4. Koziris LP, et al. Serum levels of total and free IGF-I and IGFBP-3 are increased and maintained in long-term training. J Appl Physiol. 1999;86:1436-1442.
5. Zajac A, et al. Arginine and ornithine supplementation increases growth hormone and insulin-like growth factor-1 serum levels after heavy-resistance exercise in strength-trained athletes. The Journal of Strength and Conditioning Research. 2010;24(4):1082-1090.
6. Wideman L, et al. Growth Hormone release during acute and chronic aerobic and resistance exercise. Sports Med. 2002;32:987–1004.

7. Weltman A, et al. Exercise training decreases the growth hormone (GH) response to acute constant-load exercise. Med Sci Sports Exerc. 1997;29(5):669-676.
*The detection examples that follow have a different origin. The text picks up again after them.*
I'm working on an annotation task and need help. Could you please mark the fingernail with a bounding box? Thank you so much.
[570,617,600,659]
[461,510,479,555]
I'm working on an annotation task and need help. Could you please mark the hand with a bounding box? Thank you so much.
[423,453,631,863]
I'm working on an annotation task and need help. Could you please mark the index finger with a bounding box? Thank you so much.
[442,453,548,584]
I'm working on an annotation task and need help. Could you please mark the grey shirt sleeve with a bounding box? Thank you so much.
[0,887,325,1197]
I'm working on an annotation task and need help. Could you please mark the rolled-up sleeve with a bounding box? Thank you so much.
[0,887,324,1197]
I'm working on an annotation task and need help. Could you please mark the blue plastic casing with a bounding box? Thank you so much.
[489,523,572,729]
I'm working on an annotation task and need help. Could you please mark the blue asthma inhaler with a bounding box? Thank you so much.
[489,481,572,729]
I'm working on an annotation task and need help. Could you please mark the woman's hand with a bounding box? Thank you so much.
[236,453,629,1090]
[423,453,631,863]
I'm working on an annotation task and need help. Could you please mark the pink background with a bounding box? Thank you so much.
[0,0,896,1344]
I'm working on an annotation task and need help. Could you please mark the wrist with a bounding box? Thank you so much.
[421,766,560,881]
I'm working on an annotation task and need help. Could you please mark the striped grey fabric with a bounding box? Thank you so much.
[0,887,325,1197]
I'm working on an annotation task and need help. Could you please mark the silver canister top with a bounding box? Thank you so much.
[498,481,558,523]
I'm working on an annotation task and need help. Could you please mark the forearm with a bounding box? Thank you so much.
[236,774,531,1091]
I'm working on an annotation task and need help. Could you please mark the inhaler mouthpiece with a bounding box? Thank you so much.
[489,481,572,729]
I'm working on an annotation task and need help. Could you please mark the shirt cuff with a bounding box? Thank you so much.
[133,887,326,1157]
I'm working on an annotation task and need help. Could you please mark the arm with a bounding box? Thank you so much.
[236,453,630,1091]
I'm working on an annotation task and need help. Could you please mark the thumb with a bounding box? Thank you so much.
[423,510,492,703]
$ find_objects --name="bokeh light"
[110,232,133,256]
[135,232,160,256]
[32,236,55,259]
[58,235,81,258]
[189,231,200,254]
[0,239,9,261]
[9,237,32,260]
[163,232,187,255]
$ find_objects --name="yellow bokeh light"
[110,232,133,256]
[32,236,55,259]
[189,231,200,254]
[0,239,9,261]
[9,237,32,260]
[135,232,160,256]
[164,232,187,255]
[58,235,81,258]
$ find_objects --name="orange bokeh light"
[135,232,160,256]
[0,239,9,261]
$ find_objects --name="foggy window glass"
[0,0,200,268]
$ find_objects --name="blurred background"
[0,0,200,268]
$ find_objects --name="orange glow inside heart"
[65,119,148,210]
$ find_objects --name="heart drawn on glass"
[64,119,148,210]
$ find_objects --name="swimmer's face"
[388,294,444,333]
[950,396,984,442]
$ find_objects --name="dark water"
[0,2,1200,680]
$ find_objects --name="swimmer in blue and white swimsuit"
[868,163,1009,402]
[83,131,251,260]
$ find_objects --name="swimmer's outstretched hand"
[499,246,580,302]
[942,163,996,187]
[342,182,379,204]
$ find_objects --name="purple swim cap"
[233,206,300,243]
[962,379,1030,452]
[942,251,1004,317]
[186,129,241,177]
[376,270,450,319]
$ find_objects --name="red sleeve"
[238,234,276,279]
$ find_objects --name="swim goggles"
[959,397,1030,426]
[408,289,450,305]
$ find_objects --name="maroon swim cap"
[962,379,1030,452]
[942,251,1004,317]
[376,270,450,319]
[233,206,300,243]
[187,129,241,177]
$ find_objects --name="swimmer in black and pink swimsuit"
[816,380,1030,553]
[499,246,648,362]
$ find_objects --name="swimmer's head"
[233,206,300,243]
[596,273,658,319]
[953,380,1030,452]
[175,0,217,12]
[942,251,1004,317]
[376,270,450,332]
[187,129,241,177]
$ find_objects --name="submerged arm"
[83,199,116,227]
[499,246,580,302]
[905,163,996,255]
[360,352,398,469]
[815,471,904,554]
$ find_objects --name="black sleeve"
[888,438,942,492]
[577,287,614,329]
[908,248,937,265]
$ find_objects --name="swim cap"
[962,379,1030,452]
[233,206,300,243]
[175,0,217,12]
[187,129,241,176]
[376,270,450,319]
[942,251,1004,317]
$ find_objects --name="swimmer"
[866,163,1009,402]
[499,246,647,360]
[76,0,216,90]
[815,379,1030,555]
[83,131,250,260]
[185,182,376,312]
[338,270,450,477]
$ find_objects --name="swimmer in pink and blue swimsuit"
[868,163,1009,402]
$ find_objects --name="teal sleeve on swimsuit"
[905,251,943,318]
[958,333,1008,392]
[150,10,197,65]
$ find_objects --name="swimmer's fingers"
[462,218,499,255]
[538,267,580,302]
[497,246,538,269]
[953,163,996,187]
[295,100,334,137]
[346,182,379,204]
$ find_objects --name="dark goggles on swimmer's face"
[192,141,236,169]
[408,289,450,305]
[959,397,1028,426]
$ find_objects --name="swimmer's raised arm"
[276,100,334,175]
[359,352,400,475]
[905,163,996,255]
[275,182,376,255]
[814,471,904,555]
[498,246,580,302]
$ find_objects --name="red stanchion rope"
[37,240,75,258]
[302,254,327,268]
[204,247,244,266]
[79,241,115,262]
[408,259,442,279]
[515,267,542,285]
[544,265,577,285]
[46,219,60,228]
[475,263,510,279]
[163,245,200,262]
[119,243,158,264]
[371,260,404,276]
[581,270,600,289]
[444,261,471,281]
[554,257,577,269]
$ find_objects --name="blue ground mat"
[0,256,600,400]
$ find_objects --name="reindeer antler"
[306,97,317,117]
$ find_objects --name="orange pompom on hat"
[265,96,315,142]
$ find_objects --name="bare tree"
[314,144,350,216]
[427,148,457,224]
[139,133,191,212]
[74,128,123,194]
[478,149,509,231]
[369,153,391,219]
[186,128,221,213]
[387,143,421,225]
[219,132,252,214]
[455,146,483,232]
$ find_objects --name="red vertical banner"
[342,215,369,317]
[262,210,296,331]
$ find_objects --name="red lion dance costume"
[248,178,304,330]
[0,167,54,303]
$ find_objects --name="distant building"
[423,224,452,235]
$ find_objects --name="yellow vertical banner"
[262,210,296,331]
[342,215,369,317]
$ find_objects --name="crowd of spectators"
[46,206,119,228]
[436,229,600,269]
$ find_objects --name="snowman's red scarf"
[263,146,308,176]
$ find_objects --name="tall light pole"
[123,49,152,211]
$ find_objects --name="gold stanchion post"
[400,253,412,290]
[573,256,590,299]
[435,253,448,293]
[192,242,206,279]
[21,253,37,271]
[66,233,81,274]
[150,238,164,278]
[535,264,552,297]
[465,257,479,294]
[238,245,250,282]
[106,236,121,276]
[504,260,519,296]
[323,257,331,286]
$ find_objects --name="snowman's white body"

8. Buresh R, et al. The effect of resistive exercise rest interval on hormonal response, strength, and hypertrophy with training. J Strength Cond Res. 2009;23(1):62-71.
9. Kraemer WJ, et al. Hormonal and growth factor responses to heavy resistance exercise protocols. J Appl Physiol. 1990;69(4):1442-1450.
10. Manetta J, et al. Effect of training on the GH/IGF-I axis during exercise in middle-aged men: relationship to glucose homeostasis. Am J Physiol Endocrinol Metab. 2002;283:E929–E936.

11. Nemet D, et al. Negative energy balance plays a major role in the IGF-I response to exercise training. J Appl Physiol. 2004;96:276-282.
12. Stahl SM. Mechanism of action of serotonin selective reuptake inhibitors. Serotonin receptors and pathways mediate therapeutic effects and side effects. J Affect Disord. 1998;51(3):215-235.